What they’re checking: whether the candidate codes outside of work (contribution graph), whether the code is readable (README quality and code clarity in pinned repos), and whether there’s evidence of shipping things rather than starting things (complete projects with documentation).
If your contribution graph shows no activity in the last 12 months, that’s a yellow flag. You don’t need 365 green squares, but a sparse graph on an otherwise strong resume raises questions.
Practical actions that take under two hours total: pin your four best repositories, add or update README files with what the project does, how to run it, and what technology it uses, and make one small commit to each pinned repo to show recent activity (fixing a typo in the README counts).
If you have any AI integration projects, pin those specifically. A repo that shows LLM API integration, RAG implementation, or AI-assisted tooling gets particular attention from engineering hiring managers in 2026.
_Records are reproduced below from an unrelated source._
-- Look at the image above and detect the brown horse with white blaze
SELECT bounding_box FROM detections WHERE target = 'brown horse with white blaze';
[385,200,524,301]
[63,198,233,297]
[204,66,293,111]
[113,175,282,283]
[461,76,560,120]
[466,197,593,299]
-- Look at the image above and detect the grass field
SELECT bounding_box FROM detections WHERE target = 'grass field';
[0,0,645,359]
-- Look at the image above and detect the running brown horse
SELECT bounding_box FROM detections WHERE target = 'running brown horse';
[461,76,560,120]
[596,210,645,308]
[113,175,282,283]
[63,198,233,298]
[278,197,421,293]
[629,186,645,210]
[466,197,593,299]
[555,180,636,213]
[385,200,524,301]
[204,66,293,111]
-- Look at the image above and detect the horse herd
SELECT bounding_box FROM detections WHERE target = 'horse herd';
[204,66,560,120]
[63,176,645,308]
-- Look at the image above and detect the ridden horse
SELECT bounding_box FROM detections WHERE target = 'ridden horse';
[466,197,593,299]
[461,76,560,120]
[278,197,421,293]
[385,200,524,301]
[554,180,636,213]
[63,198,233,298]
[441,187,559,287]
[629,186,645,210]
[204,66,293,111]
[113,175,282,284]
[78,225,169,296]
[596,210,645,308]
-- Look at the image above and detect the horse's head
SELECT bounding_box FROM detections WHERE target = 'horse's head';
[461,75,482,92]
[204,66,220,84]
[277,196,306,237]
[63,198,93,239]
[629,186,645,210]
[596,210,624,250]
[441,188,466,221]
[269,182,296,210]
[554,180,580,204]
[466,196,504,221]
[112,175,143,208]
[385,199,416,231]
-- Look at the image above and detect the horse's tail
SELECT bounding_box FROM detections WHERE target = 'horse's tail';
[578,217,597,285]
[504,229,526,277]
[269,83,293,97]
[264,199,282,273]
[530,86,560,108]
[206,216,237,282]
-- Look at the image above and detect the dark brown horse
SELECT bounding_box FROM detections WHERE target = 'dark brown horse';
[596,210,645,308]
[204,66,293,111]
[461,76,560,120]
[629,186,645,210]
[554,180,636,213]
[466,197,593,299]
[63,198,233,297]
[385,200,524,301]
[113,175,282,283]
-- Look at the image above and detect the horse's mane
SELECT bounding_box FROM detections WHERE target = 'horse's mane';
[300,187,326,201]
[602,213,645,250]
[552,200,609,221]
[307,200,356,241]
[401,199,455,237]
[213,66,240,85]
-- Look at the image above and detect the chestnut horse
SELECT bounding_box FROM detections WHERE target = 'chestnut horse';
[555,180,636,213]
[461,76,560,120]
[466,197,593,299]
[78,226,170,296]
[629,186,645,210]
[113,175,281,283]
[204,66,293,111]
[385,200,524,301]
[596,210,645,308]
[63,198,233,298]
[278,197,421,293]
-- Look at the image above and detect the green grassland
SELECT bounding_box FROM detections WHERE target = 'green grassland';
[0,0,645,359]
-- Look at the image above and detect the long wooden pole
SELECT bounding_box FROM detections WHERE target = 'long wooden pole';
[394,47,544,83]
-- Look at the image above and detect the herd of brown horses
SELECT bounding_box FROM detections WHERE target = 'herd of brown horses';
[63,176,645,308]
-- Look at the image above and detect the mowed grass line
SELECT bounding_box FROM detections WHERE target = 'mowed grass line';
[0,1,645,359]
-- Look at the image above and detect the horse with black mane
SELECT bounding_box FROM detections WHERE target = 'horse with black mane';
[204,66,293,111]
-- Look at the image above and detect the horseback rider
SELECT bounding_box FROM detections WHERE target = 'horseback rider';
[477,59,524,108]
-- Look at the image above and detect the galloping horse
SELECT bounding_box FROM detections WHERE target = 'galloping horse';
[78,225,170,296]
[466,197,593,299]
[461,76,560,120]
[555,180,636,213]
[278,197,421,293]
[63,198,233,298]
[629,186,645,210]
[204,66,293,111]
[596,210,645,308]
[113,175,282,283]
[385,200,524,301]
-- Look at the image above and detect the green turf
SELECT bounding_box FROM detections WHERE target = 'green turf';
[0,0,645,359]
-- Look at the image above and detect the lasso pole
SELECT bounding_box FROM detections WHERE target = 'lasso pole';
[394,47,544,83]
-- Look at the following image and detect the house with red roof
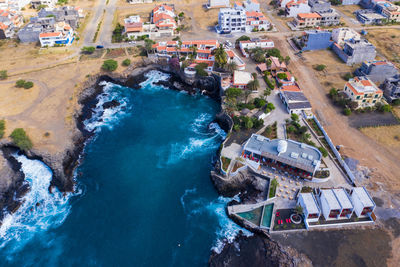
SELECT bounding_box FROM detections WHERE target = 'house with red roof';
[0,10,23,39]
[343,76,383,109]
[39,21,74,47]
[285,0,311,17]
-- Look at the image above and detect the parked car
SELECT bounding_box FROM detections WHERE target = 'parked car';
[225,40,233,47]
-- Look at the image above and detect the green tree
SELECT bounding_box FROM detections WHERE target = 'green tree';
[214,44,228,68]
[225,87,243,98]
[329,88,338,98]
[0,70,8,80]
[314,64,326,71]
[244,118,253,129]
[226,60,237,73]
[15,79,25,88]
[122,58,131,67]
[0,120,6,138]
[23,82,33,89]
[101,59,118,71]
[82,46,96,54]
[10,128,33,151]
[318,146,328,158]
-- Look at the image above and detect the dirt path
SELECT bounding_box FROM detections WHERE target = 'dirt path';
[275,37,400,192]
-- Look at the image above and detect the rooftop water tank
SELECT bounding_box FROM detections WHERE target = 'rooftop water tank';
[277,140,287,154]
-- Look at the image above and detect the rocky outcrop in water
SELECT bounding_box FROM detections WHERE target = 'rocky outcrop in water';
[211,170,268,203]
[208,234,311,267]
[0,145,29,221]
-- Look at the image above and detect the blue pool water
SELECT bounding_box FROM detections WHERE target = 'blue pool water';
[0,72,250,266]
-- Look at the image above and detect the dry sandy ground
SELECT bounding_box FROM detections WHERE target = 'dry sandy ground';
[274,38,400,266]
[0,43,140,153]
[366,29,400,68]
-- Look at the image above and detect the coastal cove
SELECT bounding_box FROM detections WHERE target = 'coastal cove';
[0,71,249,266]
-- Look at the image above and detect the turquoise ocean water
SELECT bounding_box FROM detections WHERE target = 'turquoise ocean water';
[0,71,248,266]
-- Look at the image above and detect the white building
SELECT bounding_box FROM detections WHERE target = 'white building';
[232,70,253,89]
[332,28,361,46]
[319,189,342,221]
[332,188,354,219]
[216,8,247,33]
[239,39,275,57]
[128,0,153,5]
[0,0,31,11]
[235,0,261,12]
[206,0,229,8]
[285,0,311,18]
[350,187,376,218]
[31,0,57,8]
[39,22,74,47]
[297,193,321,228]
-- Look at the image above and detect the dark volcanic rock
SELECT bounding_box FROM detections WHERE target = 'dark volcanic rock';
[208,235,296,267]
[211,170,268,203]
[103,99,121,109]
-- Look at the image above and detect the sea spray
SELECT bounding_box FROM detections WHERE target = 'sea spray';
[84,81,131,131]
[0,154,71,252]
[180,191,252,253]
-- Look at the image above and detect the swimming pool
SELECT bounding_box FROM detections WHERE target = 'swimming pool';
[237,206,263,226]
[261,203,274,228]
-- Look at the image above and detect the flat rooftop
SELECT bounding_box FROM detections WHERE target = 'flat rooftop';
[332,188,353,209]
[353,187,375,207]
[321,189,341,210]
[300,193,320,214]
[244,134,322,172]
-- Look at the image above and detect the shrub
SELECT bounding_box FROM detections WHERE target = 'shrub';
[194,63,208,77]
[23,82,33,89]
[276,72,287,80]
[314,64,326,71]
[343,72,353,81]
[101,59,118,71]
[82,46,96,54]
[10,128,32,151]
[318,146,328,158]
[254,97,267,108]
[329,88,338,98]
[0,120,6,138]
[15,80,25,88]
[122,58,131,67]
[225,87,243,98]
[379,104,392,112]
[0,70,8,80]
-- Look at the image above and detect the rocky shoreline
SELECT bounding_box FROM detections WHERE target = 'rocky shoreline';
[0,65,295,266]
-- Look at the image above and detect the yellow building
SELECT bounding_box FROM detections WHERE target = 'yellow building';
[344,76,383,108]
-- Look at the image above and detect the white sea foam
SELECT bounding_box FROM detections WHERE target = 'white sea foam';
[181,189,252,253]
[139,70,170,92]
[84,81,128,131]
[0,155,73,252]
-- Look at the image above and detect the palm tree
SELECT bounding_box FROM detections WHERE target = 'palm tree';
[214,44,228,68]
[226,60,237,73]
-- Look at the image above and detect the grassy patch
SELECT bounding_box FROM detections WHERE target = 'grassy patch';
[232,161,244,172]
[10,128,33,151]
[221,157,231,171]
[0,120,6,138]
[268,179,279,198]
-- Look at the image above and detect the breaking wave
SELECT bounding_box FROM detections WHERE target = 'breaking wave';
[181,191,252,253]
[84,81,129,131]
[0,155,73,253]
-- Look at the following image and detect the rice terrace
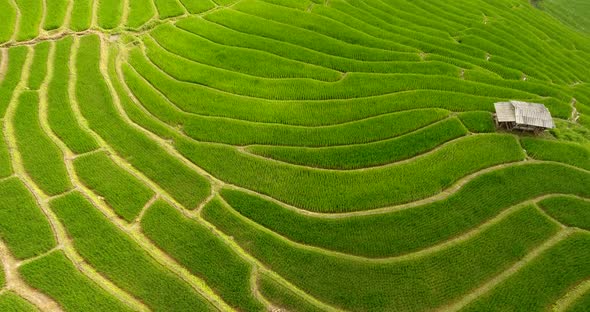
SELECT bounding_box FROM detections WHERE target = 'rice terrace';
[0,0,590,312]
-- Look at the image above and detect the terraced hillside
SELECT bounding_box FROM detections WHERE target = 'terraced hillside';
[0,0,590,312]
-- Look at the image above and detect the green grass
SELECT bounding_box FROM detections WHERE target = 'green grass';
[143,36,534,100]
[154,0,184,19]
[0,47,29,117]
[47,37,98,154]
[539,197,590,231]
[521,138,590,170]
[0,0,16,42]
[18,251,132,312]
[43,0,68,30]
[465,233,590,311]
[179,0,215,14]
[69,0,93,31]
[15,0,43,41]
[203,201,557,311]
[0,0,590,312]
[126,0,156,28]
[0,128,12,178]
[51,193,217,311]
[176,134,524,212]
[13,91,72,195]
[123,66,448,146]
[28,42,50,90]
[150,24,342,81]
[221,164,590,258]
[76,36,209,209]
[257,274,322,312]
[0,291,39,312]
[0,178,55,259]
[74,152,154,222]
[540,0,590,33]
[247,118,467,169]
[459,112,496,133]
[550,119,590,145]
[95,0,124,29]
[566,293,590,312]
[141,201,264,311]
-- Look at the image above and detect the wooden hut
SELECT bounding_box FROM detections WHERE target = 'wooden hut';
[494,101,555,133]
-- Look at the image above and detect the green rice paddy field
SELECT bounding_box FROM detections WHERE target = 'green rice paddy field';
[0,0,590,312]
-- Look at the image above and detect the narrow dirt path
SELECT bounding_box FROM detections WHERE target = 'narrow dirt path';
[0,49,9,83]
[90,0,100,29]
[2,41,61,311]
[39,43,153,311]
[70,36,237,311]
[3,0,22,45]
[117,44,339,311]
[552,279,590,312]
[438,226,576,311]
[37,0,47,36]
[0,241,62,312]
[59,0,75,32]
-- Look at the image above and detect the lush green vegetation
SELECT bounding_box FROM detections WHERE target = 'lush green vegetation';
[465,233,590,311]
[43,0,68,30]
[0,47,29,117]
[141,201,263,311]
[203,201,557,310]
[567,293,590,312]
[258,274,322,312]
[0,0,16,42]
[13,91,72,195]
[69,0,93,31]
[0,291,39,312]
[459,112,496,133]
[28,42,50,90]
[74,152,154,222]
[247,118,467,169]
[0,128,12,178]
[19,251,132,312]
[177,134,524,212]
[521,138,590,170]
[221,165,590,257]
[95,0,123,29]
[127,0,156,28]
[51,193,212,311]
[154,0,184,19]
[0,0,590,312]
[539,0,590,33]
[15,0,43,41]
[0,178,55,259]
[539,197,590,230]
[47,38,98,154]
[76,36,209,208]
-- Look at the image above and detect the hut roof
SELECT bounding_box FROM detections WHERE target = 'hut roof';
[494,101,555,129]
[494,102,516,122]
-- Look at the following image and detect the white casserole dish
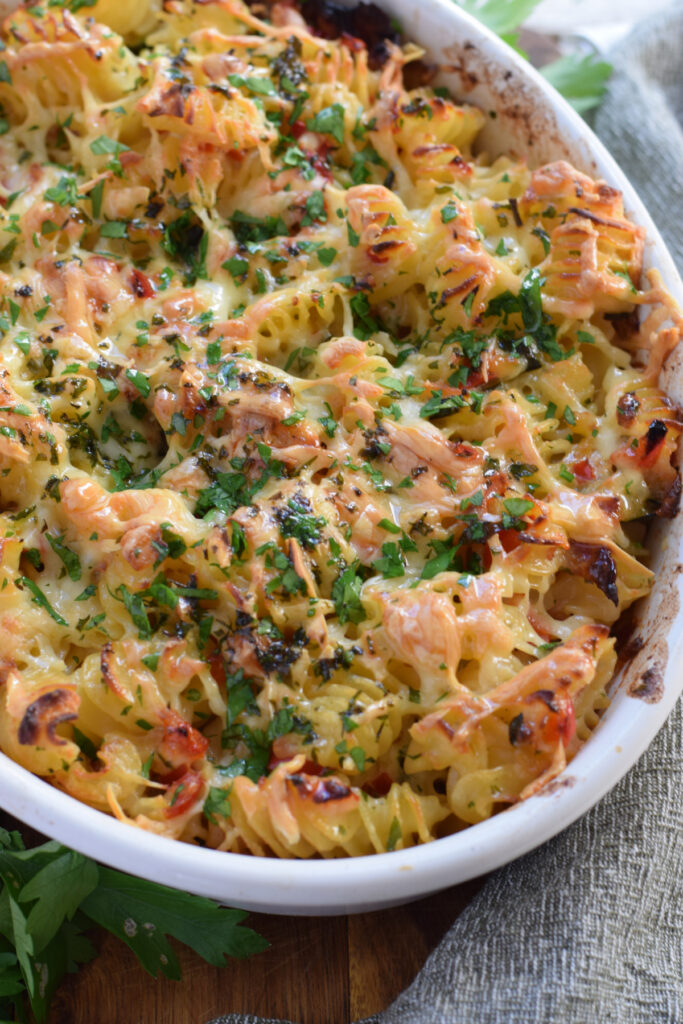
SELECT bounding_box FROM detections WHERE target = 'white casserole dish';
[0,0,683,914]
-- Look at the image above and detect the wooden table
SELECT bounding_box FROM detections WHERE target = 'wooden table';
[0,813,482,1024]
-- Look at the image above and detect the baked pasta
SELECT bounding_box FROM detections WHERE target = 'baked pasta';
[0,0,682,857]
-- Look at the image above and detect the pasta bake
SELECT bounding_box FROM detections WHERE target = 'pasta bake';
[0,0,683,857]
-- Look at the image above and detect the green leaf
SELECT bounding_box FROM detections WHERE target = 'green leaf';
[503,498,533,516]
[541,53,612,114]
[90,135,128,157]
[99,220,128,239]
[204,785,231,824]
[89,179,104,217]
[119,583,152,640]
[16,577,69,626]
[306,103,344,145]
[81,867,267,978]
[18,850,97,954]
[458,0,541,36]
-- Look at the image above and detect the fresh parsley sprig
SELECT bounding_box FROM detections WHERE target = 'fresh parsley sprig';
[0,828,267,1024]
[456,0,612,114]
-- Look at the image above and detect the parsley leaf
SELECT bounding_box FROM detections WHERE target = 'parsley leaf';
[306,103,344,145]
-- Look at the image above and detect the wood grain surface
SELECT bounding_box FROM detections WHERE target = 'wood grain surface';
[0,813,483,1024]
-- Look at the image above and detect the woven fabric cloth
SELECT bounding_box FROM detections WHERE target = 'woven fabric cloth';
[211,4,683,1024]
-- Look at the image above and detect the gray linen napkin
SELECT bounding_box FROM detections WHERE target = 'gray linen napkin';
[211,4,683,1024]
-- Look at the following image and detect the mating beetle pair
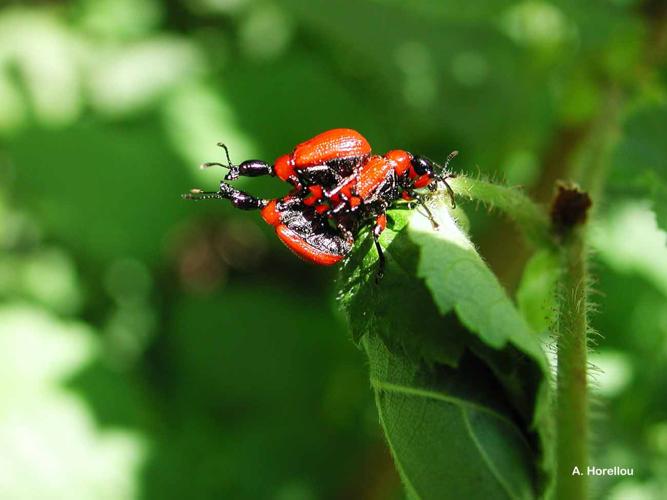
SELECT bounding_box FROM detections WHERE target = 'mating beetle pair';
[183,129,457,278]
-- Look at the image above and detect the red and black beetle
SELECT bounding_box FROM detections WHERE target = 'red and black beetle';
[184,129,457,277]
[202,128,371,189]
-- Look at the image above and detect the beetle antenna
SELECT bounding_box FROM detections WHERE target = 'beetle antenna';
[442,150,459,170]
[181,188,222,200]
[218,142,232,168]
[199,161,232,169]
[199,142,234,169]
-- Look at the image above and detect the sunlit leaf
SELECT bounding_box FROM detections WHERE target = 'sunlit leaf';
[339,203,550,498]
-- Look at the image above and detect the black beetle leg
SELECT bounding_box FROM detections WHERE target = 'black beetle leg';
[373,212,386,283]
[413,193,440,231]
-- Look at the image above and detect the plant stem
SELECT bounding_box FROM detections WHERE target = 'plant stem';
[556,228,588,500]
[448,175,553,246]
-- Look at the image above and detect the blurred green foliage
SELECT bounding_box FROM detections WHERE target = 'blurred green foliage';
[0,0,667,500]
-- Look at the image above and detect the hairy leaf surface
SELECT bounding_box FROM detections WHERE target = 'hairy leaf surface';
[339,203,549,498]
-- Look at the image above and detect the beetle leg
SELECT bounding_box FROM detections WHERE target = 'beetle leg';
[373,212,387,283]
[440,151,459,208]
[413,193,440,231]
[183,181,269,210]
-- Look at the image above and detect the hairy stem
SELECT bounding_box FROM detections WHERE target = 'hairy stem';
[556,228,588,500]
[448,176,552,246]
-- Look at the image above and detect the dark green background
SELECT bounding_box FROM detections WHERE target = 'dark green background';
[0,0,667,500]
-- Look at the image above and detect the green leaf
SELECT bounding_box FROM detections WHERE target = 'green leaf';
[516,249,560,333]
[364,334,535,499]
[610,104,667,230]
[339,201,550,498]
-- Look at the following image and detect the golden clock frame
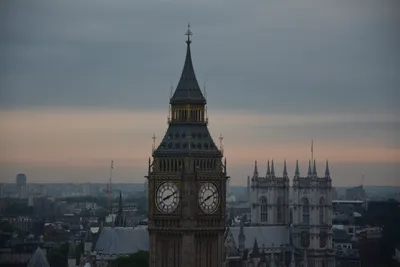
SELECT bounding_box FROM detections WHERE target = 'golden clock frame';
[154,180,182,215]
[197,180,221,215]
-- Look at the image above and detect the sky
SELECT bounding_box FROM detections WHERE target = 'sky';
[0,0,400,186]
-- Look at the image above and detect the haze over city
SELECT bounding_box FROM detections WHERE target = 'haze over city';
[0,0,400,186]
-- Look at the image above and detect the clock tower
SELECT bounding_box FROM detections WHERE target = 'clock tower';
[146,26,228,267]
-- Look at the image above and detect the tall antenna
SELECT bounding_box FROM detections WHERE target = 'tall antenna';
[311,140,314,164]
[169,82,174,99]
[219,133,224,154]
[203,82,207,101]
[151,133,157,153]
[107,160,114,213]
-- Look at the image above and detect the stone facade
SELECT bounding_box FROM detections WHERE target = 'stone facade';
[146,26,227,267]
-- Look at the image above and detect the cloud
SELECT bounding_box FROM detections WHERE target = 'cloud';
[0,109,400,185]
[0,0,400,114]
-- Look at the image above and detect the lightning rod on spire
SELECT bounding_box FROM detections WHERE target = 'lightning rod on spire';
[185,23,193,44]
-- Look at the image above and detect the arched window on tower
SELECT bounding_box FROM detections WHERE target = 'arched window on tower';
[301,198,310,224]
[319,197,325,224]
[260,197,268,222]
[276,197,284,223]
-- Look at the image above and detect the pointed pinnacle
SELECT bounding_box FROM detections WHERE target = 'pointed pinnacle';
[325,160,330,177]
[313,159,317,176]
[294,160,300,175]
[271,160,275,176]
[283,160,287,177]
[253,160,258,176]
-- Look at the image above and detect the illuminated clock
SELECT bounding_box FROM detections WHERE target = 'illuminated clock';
[199,183,220,214]
[156,182,179,213]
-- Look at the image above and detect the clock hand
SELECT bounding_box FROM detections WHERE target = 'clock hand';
[163,191,176,201]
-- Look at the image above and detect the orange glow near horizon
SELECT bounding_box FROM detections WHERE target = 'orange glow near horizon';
[0,109,400,169]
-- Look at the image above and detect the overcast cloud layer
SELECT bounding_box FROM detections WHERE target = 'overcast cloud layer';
[0,0,400,185]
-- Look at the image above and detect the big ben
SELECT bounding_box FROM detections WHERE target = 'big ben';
[146,27,228,267]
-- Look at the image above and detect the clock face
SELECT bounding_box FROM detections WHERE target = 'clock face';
[156,182,179,213]
[199,183,219,213]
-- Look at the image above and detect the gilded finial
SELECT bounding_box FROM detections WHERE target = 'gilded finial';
[185,23,193,44]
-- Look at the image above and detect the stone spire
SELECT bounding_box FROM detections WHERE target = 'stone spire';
[313,159,317,176]
[114,191,124,227]
[294,160,300,176]
[283,160,287,177]
[170,25,206,105]
[325,160,331,178]
[271,160,275,176]
[253,160,258,180]
[307,160,312,177]
[239,216,246,255]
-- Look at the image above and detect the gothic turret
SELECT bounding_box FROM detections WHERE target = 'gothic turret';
[313,159,317,176]
[307,160,312,177]
[251,160,258,181]
[271,160,275,177]
[283,160,287,178]
[239,216,246,256]
[266,160,271,177]
[325,160,331,178]
[294,160,300,177]
[114,191,125,227]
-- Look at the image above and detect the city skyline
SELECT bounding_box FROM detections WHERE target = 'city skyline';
[0,0,400,186]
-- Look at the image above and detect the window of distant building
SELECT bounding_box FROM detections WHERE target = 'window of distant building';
[260,197,268,222]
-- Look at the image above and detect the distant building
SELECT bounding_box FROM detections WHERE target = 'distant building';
[231,161,335,267]
[346,185,366,201]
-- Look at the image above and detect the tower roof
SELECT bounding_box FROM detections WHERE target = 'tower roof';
[325,160,330,177]
[170,25,206,104]
[153,26,222,157]
[253,160,258,178]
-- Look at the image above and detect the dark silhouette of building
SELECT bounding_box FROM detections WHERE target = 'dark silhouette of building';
[146,25,227,267]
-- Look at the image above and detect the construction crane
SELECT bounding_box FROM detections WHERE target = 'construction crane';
[107,160,114,213]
One note on private work: if your best work is in private corporate repos, you can describe it in resume bullets with the specificity discussed above. “Led backend API redesign for [product category] serving 2M monthly active users” communicates the scope even without a public code link.
One Action Before You Apply Anywhere
What to do before your next application
✓ Run your resume against the actual job description — not a generic check
✓ Add exact tool names from the JD to your skills section (Kubernetes, not “container orchestration”)
✓ Make sure your ATS score is above 70% before submitting
✓ Pin AI integration repos on GitHub if you have them
✓ Put your contact info in the document body — not in the header
Check your tech resume’s ATS score against a specific role you’d actually want. Not a general score, not a vague assessment. Run it against the actual job description and see which tool names and skills you’re missing.
That score tells you whether you’re in the 75% that get filtered or the 25% that get read. The fix, once you see the gaps, usually takes under an hour.
400 engineers are applying to the same role. Most of them submitted a generic resume that scored below the threshold and was never read. Your job is to not be in that group.